We can debate the constitutionality of DACA. We can talk about how there should be broader immigration reform. But at the end of the day, this comes down to racism and who Trump thinks he's garnering favor with. As Obama notes, this decision was not a required legal action. This was a specific choice made for a very specific reason. As a Hoosier with a white mother who has ties to Tennessee and a Mexican-American father with ties to Texas, smiling and nodding at xenophobic and racist rhetoric is a subtle art that I've perfected; a survivalist tactic for passing. I'm no stranger to what some white people say when they think they're out of earshot. But Trump has gone further—here's a man who uses political decisions to endear himself to one side of the moral equation while under the guise of "law." Is it the law that called for this, Trump? No—we already had one in place.

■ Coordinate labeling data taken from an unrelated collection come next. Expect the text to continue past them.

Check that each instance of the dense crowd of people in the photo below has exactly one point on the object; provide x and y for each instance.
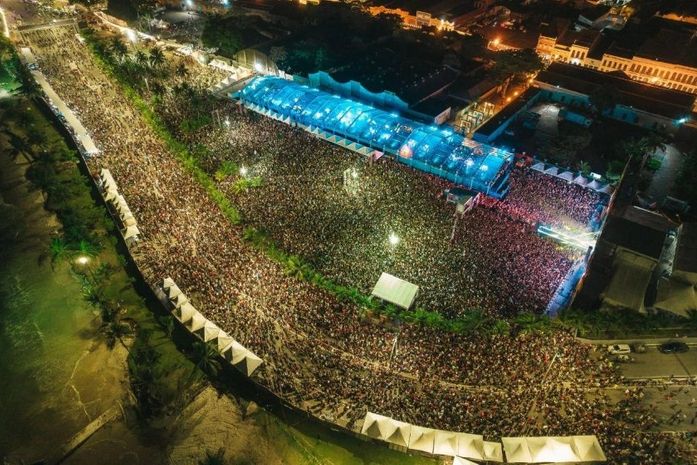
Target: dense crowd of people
(320, 354)
(493, 261)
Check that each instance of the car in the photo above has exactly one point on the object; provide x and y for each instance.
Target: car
(617, 349)
(673, 347)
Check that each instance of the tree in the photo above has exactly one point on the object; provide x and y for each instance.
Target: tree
(118, 48)
(205, 357)
(511, 65)
(157, 57)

This action comes down to Trump's fatal flaw—he just wants to be liked. And the most recent vocal pro-Trump constituency? Racists. With this decision, he gets the best of both worlds—he's put the hard task to Congress and he's appeased anti-immigration hardliners. He's applauded by those who see America as a nation that has become too brown. Forget that these protections help our own economy. Forget that they guarantee that people who have long made their homes here won't be deported to a land they've never known. Forget that our entire nation was predicated upon the idea that those seeking opportunity and freedom could find it here.
Give me your tired, your poor, your huddled masses yearning to breathe free? Maybe. But only the right types of masses.